The AAR conference is a large, perhaps the largest, annual conference for discussion of religion in academia. It is widely attended by American academics, with some from Europe and elsewhere, too. Some of the panels deal with specifically Buddhist topics, while others deal with interfaith issues or other matters of relevance.
There are about 44 panels that include papers relating to Buddhism. Each panel has about five participants, though of course not all are giving papers on Buddhism.
Here are the papers that appear to deal with anything in the first 500 years of Buddhism. Of course I may have missed some, and the content might not always be apparent from the title.
Poetic Turns in Buddhist Literature.
Julie Regan, La Salle University.
An Early Buddhist Theory of Poetics as a Path to Awakening
New Work in Buddhist Studies.
Nathan McGovern, University of Wisconsin, Whitewater.
Oral Theory and Protestant Assumptions in the Study of Early Buddhist Sutras
Uses and Misuses of Anger in Buddhism and Christianity
Carol S. Anderson, Kalamazoo College.
Anger Makes Us Ugly: Reflections from Pali Buddhism
There’s also this:
Buddhist Practical Canons: Textual Community in the Pre-modern Buddhist World
Jonathan Young, California State University, Bakersfield.
Practical Canons from Buddhist Pasts: What Pāli Anthologies Can Tell Us about Buddhist History
But I gather this is more about how Pali texts have been used in modern history than about the texts themselves.

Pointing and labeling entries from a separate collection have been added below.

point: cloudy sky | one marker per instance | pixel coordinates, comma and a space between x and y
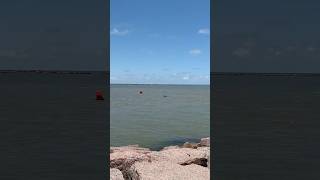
53, 35
165, 42
267, 36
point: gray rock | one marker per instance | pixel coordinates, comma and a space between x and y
167, 171
205, 142
115, 174
182, 155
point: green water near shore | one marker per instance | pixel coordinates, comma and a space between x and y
163, 115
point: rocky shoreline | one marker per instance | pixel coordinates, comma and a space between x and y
188, 162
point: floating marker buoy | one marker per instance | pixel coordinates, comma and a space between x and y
99, 95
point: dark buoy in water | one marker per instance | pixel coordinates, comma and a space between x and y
99, 95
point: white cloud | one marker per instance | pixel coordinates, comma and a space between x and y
241, 52
195, 51
205, 31
113, 78
117, 32
186, 78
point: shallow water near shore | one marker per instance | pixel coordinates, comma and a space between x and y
162, 115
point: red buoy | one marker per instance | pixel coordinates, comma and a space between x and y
99, 95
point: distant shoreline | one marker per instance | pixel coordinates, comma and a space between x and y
261, 74
50, 71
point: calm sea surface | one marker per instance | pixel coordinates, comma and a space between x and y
163, 115
52, 127
266, 127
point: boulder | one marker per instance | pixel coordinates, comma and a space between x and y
115, 174
167, 170
182, 155
123, 157
205, 142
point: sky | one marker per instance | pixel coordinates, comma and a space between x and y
160, 42
266, 36
53, 35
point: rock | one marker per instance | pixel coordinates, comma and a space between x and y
167, 170
182, 155
115, 174
190, 145
170, 147
123, 157
192, 161
205, 142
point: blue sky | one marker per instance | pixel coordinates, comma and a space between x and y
160, 41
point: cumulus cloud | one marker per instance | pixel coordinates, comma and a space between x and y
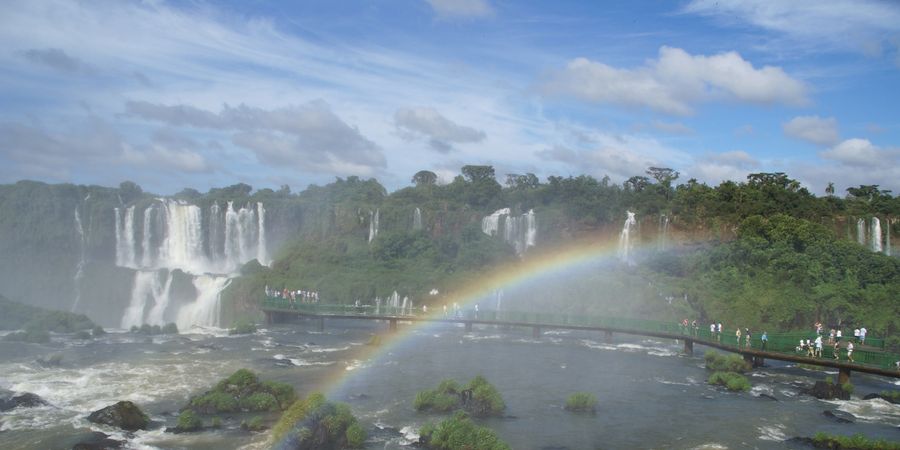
677, 80
441, 132
867, 26
56, 59
860, 153
815, 129
715, 168
461, 9
310, 136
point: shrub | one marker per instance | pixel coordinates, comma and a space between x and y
260, 401
459, 432
732, 381
243, 328
581, 402
188, 421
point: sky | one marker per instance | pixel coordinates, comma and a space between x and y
176, 94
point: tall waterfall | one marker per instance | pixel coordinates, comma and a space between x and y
876, 235
417, 219
861, 231
79, 268
373, 225
518, 231
625, 242
173, 237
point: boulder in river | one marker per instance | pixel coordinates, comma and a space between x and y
26, 400
125, 415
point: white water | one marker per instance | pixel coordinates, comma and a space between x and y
861, 231
79, 268
232, 238
518, 231
373, 225
417, 219
625, 242
876, 235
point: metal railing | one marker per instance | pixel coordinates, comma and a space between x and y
787, 343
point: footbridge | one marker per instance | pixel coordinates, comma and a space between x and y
870, 358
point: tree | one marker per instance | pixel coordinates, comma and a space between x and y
424, 178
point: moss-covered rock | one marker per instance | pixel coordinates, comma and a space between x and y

So we have one paper on poetry, and one as part of an interfaith panel on anger. I’m sure they’ll be fine, but this is slight, to say the least. The paper by McGovern, which evokes the classic Schopenism of “Protestant assumptions”, may well be a critique of studying suttas, rather than an actual contribution, although it’s not really possible to say.
This is par for the course, and shows that nothing has changed. There is nothing on the Buddha, almost nothing on his teachings, nothing on the early community, the spread of Buddhism, Ashoka, the rise of the Abhidhamma, or anything else that happened in the first five hundred years of Buddhism.
This is what it looks like when an entire academic field colludes to hide its subject.